Double, double, toil and trouble ; Fire burn and cauldron bubble[6] .

À la longue, la détermination de Shelley eut raison de ses tour- menteurs et la dernière de ces quatre années ses condisciples lui décernèrent le titre de Lord High Atheist, hommage ambigu à celui qui osait défier le maître de ces lieux, le docteur Keate, « un homme qui a fouetté la moitié des ministres, secrétaires, évêques, généraux et ducs de ce siècle. »

Mais ce fut dans sa troisième année à Eton qu’il fit la rencontre qui élargit son horizon de la manière la plus durable, la plus féconde – comme à Syon House avec Adam Walker, Shelley avait le chic pour rencontrer des « éveilleurs », probablement parce qu’il en était déjà un lui-même. Le docteur Lind était enseignant intermittent à Eton et noua avec Percy des liens confiants et affectueux.

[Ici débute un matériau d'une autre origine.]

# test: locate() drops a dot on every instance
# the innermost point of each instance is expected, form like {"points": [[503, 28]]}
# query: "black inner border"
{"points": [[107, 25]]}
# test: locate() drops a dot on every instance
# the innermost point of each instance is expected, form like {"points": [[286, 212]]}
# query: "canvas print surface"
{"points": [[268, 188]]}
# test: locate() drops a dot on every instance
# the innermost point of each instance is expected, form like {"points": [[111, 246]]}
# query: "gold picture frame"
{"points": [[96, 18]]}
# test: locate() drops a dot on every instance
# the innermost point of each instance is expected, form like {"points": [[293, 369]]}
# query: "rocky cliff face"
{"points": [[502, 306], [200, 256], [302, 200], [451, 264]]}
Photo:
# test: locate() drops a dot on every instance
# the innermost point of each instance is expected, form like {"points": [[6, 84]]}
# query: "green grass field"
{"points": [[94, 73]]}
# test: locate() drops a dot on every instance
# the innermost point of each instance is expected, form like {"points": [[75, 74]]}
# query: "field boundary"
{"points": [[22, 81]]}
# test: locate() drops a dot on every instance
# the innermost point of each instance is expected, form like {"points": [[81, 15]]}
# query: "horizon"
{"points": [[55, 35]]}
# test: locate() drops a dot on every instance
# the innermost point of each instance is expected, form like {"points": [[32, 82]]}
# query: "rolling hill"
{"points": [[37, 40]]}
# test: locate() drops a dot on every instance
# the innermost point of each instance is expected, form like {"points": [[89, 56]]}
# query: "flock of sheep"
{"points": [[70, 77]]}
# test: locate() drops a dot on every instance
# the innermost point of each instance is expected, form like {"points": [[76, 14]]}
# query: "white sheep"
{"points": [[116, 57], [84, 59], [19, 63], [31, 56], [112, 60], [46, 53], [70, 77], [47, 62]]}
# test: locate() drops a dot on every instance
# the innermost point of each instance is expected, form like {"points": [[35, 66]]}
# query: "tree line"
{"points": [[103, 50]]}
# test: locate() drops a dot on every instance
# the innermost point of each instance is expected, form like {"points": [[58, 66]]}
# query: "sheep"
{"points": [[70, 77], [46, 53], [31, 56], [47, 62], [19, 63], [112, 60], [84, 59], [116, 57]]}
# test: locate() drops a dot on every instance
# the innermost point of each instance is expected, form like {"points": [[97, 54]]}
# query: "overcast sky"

Ce doux lettré, grand voyageur que son insatiable curiosité avait entraîné jusqu’en Chine, anticonformiste passionné par la philosophie, typographe composant et imprimant lui-même de petits pamphlets, allait ouvrir l’esprit de Shelley « aux sources défendues du savoir ». Il l’initia à nombre d’écrits réputés subversifs comme De la Nature, le poème anti-religieux et matérialiste de Lucrèce, les dialogues de Platon qu’il traduira plus tard et l’œuvre de Godwin, le pamphlétaire social de Justice politique – qui par la suite entrera durablement dans la vie de Shelley.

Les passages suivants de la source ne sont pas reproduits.